Cash-Strapped Nassau County Goes After 19 School Districts With ‘Toilet Tax’


Schools in Nassau County have joined together to try and flush away a new fee they say will literally drain their budgets.

Every flush in every school could soon cost taxpayers, thanks to a new sewer use fee. However, school districts are fighting back against what they’ve dubbed a “toilet tax,” reports CBS 2’s Carolyn Gusoff.

“It is absurd,” East Williston School Board President Mark Kamberg said Tuesday.

Especially, critics said, at Wheatley School, which doesn’t even have sewers.

“We have septic tanks and the water seeps into the ground,” Kamberg said.

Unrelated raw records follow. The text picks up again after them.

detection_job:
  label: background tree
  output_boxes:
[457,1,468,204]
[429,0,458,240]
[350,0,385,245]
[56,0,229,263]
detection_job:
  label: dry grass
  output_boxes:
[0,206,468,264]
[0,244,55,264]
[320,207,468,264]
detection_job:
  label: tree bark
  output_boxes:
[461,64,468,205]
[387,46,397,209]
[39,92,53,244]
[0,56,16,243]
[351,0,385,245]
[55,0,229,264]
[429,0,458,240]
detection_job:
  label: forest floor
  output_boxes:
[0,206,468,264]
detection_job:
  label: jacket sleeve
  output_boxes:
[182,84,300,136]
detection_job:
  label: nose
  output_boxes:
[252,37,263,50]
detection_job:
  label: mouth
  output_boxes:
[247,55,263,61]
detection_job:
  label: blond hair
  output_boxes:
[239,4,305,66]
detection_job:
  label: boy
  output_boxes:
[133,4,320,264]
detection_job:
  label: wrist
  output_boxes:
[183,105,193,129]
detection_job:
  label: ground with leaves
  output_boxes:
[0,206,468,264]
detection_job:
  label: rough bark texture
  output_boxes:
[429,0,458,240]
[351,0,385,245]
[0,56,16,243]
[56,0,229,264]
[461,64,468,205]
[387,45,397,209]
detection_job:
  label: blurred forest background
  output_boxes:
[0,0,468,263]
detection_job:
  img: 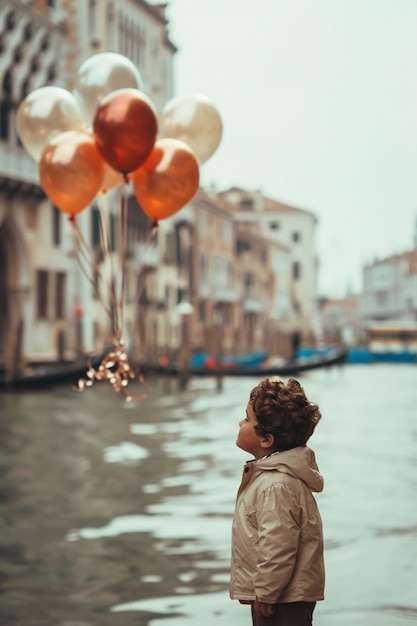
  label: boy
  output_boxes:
[230,378,324,626]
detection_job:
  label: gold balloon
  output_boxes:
[74,52,143,127]
[160,93,223,163]
[16,86,85,161]
[39,130,105,215]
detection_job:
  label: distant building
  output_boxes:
[361,247,417,321]
[0,0,176,370]
[318,295,364,346]
[219,187,318,344]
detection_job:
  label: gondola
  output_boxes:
[150,349,348,378]
[0,352,104,390]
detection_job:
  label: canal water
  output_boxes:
[0,364,417,626]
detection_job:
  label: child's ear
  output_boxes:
[261,433,275,448]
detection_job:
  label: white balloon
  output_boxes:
[74,52,143,127]
[160,93,223,163]
[16,86,85,161]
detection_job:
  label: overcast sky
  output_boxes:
[167,0,417,296]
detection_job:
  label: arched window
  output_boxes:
[0,70,12,141]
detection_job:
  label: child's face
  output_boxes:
[236,402,269,459]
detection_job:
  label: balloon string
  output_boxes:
[98,196,121,341]
[69,216,112,319]
[133,221,158,361]
[118,183,128,338]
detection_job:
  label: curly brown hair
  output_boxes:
[249,378,321,452]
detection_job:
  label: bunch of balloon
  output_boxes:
[17,52,222,400]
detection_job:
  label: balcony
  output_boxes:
[0,141,40,186]
[243,296,266,313]
[198,284,240,303]
[126,242,159,269]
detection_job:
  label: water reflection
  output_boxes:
[0,365,417,626]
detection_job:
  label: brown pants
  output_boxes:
[252,602,316,626]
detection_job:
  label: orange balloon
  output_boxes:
[39,130,105,215]
[132,138,200,220]
[100,164,125,193]
[93,88,158,174]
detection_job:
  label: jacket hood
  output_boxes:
[253,446,324,493]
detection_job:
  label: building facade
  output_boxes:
[361,247,417,321]
[0,0,175,370]
[216,188,318,344]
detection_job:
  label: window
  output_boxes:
[91,207,101,248]
[37,270,49,320]
[110,214,116,252]
[88,0,97,35]
[52,206,61,246]
[55,272,66,320]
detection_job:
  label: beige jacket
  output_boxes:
[230,446,324,604]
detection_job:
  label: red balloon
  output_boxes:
[93,89,158,174]
[131,138,200,220]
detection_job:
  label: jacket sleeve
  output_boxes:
[254,483,301,604]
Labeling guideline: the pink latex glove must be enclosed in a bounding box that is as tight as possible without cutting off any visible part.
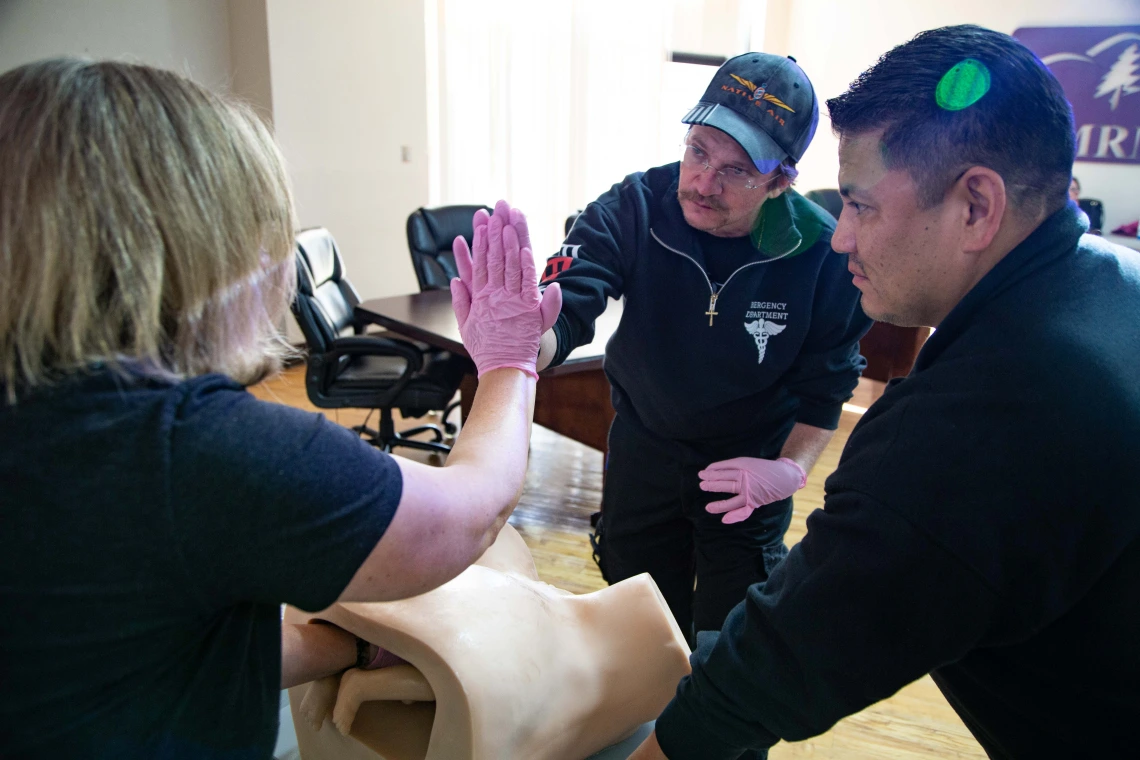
[451,201,562,378]
[697,457,807,525]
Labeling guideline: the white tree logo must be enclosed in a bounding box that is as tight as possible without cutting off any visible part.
[1041,32,1140,111]
[1093,43,1140,111]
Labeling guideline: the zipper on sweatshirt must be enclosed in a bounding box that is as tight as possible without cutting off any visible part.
[649,228,775,327]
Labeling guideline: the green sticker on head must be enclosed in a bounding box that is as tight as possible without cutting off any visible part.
[934,58,990,111]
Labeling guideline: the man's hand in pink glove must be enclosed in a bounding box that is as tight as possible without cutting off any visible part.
[451,201,562,378]
[697,457,807,525]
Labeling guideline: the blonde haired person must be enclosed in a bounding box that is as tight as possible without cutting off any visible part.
[0,59,560,759]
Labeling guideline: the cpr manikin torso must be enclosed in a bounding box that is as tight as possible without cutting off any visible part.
[286,525,689,760]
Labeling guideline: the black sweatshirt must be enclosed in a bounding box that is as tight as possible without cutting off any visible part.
[657,204,1140,760]
[543,164,871,464]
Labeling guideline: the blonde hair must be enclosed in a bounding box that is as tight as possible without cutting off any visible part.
[0,58,296,402]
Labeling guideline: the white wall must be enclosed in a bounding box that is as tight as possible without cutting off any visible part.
[229,0,274,124]
[766,0,1140,229]
[0,0,230,91]
[266,0,428,312]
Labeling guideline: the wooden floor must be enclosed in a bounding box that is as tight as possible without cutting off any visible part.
[251,367,986,760]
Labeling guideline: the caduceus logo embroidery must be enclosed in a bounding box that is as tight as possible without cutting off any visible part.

Wheatley’s water goes into its own tanks, the ground or it gets consumed. Yet Wheatley, like all of Nassau’s schools is expected to pay the new sewer fee imposed by County Executive Ed Mangano, who in effect said for too long not-for-profits have been getting a free flush.

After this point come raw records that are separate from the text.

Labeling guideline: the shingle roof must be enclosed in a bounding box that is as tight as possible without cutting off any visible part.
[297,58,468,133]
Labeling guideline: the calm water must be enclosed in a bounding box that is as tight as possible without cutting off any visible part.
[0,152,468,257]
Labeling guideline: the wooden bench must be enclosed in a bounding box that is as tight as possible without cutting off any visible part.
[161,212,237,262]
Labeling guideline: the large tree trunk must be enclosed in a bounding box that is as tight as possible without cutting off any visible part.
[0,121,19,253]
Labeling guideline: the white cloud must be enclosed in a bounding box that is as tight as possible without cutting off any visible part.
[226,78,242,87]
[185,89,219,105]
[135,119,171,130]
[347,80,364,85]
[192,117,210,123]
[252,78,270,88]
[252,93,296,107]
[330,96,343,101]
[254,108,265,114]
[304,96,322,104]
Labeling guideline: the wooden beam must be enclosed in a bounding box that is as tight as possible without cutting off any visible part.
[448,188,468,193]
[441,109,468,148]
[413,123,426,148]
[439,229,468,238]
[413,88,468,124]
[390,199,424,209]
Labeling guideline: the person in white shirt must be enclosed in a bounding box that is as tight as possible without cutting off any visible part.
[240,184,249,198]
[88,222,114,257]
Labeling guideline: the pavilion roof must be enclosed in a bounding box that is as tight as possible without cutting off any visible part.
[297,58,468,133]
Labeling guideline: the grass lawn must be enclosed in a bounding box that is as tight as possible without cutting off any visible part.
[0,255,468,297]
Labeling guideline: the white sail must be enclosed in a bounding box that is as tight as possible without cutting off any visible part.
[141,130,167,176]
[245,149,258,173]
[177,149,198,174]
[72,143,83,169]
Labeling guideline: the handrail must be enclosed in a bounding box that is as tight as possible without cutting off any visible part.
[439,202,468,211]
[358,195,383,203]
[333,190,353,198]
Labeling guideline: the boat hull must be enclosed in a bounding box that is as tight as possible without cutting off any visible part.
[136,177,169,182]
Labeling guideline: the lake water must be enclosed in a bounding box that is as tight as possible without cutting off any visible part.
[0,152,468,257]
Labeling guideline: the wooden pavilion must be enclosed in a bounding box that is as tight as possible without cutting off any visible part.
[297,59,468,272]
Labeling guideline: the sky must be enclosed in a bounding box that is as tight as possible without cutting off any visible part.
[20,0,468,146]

“The free ride is over and homeowners will no longer subsidize this expense,” Mangano said.
  
However, schools have warned they’ll have to raise taxes to pay the fee.

“They have shifted the burden of sewer tax onto the back of school districts,” Kamberg said.

In all, 19 school districts have joined together to sue Nassau, saying the flushing fee is illegal.

“This is clearly a tax and school districts are tax-exempt organizations,” said Greg Guercio, the attorney for the school districts.

The one penny-per gallon fee translates into hundreds of thousands of dollars for bigger school districts. For East Williston, it would amount to $87,000 this year alone.

“For us, it’s a large amount of money. It’s a teacher salary,” East Williston Assistant Superintendent for Business Jackie Fitzpatrick said.

The fight will likely go to trial. While the case is pending districts don’t have to pay the fee, but have to budget for it, and that could mean raising taxes.

Other not-for-profits like houses of worship and fire houses will not be required to pay the new fee.